# non me ne accorgerei



## s.london

Ciao a tutti!
la frase dice: Dovesse crollare il mondo *non me ne accorgerei*.
è giusto Il dut s'effrondred le monde,je me n'ai pas remarqué ? potete aiutarmi a correggerla ?
Grazie mille


----------



## matoupaschat

Ciao S.London,
Leggendo "non me ne accorgerei = je me n'ai pas remarqué", mi sembra che tu abbia bisogno di una ripassatina delle coniugazioni... Ti consiglierei *questo sito *(vai a _"le conditionnel", "la forme pronominale"_, _"l'expression de l'hypothèse et la condition"_, poi guarda un po' tutto il resto), fai un'altra proposta, dopo di che provo nuovamente ad aiutarti.
Dai, coraggio!


----------



## Oikeiosis

Penso che si possa tradurre così, ma eventualmente chiedo venia ai francofoni qui presenti: Je ne m'en remarquerais pas


----------



## matoupaschat

Non confondere "remarquer" con "s'apercevoir"


----------



## s.london

matoupaschat said:


> Ciao S.London,
> Leggendo "non me ne accorgerei = je me n'ai pas remarqué", mi sembra che tu abbia bisogno di una ripassatina delle coniugazioni... Ti consiglierei *questo sito *(vai a _"le conditionnel", "la forme pronominale"_, _"l'expression de l'hypothèse et la condition"_, poi guarda un po' tutto il resto), fai un'altra proposta, dopo di che provo nuovamente ad aiutarti.
> Dai, coraggio!



Purtroppo i miei problemi non sono i verbi ma i pronomi,appena vedo pronomi entro in panico per tutto xD alla fine ho modificato con "Je ne m'en apercevrais pas"
Grazie comunque per il sito


----------



## matoupaschat

s.london said:


> Purtroppo i miei problemi non sono i verbi ma i pronomi (...)

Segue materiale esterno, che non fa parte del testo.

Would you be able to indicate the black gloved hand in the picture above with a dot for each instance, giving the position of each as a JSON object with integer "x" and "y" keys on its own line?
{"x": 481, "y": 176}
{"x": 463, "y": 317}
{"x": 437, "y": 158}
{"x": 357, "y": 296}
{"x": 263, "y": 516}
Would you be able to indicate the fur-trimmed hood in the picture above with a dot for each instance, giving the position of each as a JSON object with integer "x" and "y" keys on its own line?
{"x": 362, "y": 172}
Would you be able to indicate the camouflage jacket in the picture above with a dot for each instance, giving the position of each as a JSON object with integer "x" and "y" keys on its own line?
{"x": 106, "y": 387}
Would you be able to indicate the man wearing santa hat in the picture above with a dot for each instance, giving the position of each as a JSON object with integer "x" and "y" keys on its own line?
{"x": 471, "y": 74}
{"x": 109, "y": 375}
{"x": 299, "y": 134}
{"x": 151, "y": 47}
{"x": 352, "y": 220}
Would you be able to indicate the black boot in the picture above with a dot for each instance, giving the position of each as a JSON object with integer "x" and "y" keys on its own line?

Scusa , ma anche i verbi, credo: "Dovesse crollare il mondo" congiuntivo passato = "Dût le monde s'écrouler" (subjonctif imparfait, senza congiunzione e anteposto alla principale, è più che aulico, molto ma molto meglio qui un semplice "Si le monde devait s'écrouler"). 
Comunque se hai altri problemi, non esitare, ma sempre *una* domanda per thread, mi raccomando.


----------



## s.london

matoupaschat said:


> Scusa , ma anche i verbi, credo: "Dovesse crollare il mondo" congiuntivo passato = "Dût le monde s'écrouler" (subjonctif imparfait, senza congiunzione e anteposto alla principale, è più che aulico, molto ma molto meglio qui un semplice "Si le monde devait s'écrouler").
> Comunque se hai altri problemi, non esitare, ma sempre *una* domanda per thread, mi raccomando.



sisi scusami,avevo modificato anche questo,grazie per l'aiuto


----------